A final report was published by Economic Secretary to the Treasury John Glen MP in January 2020. The report identified the impact that new technology, demographic change and globalisation could have on the UK financial services sector. It also recommended forming a long-term industry body to drive skills across the sector.

The Financial Services Skills Commission was subsequently formed in May 2020. Claire Tunley, former Head of Skills at the City of London Corporation, was appointed chief executive in May 2020.

===Financial Services Skills Compact===
In July 2025, HM Treasury published its 'Leeds Reforms' in which it sought to "rewire financial system, boost investment and create skilled jobs across the UK." As part of the publication, Economic Secretary to the Treasury Emma Reynolds MP stated that the Financial Services Skills Commission would develop a 'skills compact' to accelerate progress on skills within the sector, as well as research into artificial intelligence. The work will be delivered by the commission with the support of TheCityUK and the City of London Corporation. The Financial Services Skills Compact was launched in July 2026 alongside Chancellor of the Exchequer Rachel Reeves' Mansion House speech. It was described as "the most significant government-employer skills agreement in a generation." Firms initially committing to the Skills Compact included London Stock Exchange Group, Nationwide Building Society, Standard Chartered, Yorkshire Building Society, and Zopa.
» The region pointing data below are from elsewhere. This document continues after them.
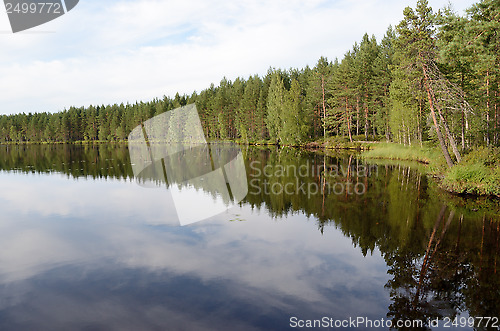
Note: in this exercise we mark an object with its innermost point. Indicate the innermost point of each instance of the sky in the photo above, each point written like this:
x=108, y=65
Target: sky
x=114, y=51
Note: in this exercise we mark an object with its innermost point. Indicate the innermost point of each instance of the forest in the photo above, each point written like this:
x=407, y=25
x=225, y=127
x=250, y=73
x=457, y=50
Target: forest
x=434, y=77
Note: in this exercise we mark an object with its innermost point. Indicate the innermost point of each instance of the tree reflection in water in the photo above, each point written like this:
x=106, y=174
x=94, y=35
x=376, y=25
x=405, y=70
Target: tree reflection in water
x=441, y=251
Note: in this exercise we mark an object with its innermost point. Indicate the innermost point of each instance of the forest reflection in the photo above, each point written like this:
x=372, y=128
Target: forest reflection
x=442, y=252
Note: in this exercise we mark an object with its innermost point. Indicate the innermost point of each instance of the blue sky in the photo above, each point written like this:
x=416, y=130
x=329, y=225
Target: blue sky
x=117, y=51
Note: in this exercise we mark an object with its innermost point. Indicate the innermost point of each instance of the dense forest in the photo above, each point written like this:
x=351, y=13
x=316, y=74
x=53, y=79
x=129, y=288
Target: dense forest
x=434, y=77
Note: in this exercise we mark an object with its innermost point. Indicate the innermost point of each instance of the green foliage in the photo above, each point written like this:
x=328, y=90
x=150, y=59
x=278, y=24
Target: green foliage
x=478, y=174
x=425, y=154
x=376, y=89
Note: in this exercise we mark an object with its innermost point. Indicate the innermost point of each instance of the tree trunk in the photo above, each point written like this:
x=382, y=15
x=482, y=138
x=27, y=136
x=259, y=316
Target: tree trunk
x=324, y=105
x=487, y=135
x=357, y=115
x=348, y=119
x=450, y=136
x=434, y=119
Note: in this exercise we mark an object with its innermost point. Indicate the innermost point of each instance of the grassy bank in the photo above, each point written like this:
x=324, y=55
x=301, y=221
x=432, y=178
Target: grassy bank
x=477, y=174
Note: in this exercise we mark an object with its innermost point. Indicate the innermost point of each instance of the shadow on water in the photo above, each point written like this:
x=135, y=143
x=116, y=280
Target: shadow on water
x=442, y=252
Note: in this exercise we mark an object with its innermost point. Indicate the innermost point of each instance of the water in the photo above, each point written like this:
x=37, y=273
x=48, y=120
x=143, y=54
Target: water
x=83, y=246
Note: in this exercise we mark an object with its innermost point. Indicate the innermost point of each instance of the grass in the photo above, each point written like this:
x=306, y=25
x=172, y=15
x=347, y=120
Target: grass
x=392, y=151
x=477, y=174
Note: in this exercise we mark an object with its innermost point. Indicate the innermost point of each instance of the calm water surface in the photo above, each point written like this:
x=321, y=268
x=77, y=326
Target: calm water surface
x=83, y=246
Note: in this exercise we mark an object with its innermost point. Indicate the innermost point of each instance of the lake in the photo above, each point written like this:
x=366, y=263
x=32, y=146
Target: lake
x=319, y=240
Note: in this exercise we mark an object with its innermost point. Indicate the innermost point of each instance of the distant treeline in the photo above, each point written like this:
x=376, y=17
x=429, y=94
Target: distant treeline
x=434, y=77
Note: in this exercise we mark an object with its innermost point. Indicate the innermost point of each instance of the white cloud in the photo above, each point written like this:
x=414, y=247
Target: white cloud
x=123, y=51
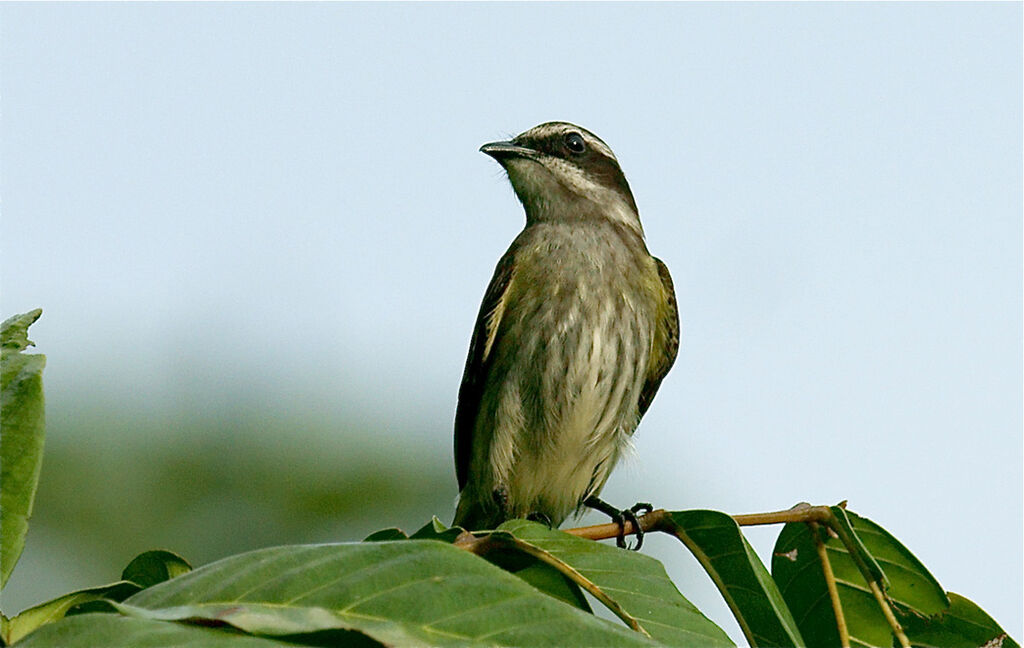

===Disruptive technology research===
In November 2025, the Economic Secretary to the Treasury Lucy Rugby MP gave the Commission formal approval to begin work on research into artificial intelligence, disruptive technology, and its impact on employee skills in financial services. The research was supported by the City of London Corporation, TheCityUK, Lloyds Banking Group and PwC. A first report was published in May 2026 and a final report is due in 2027.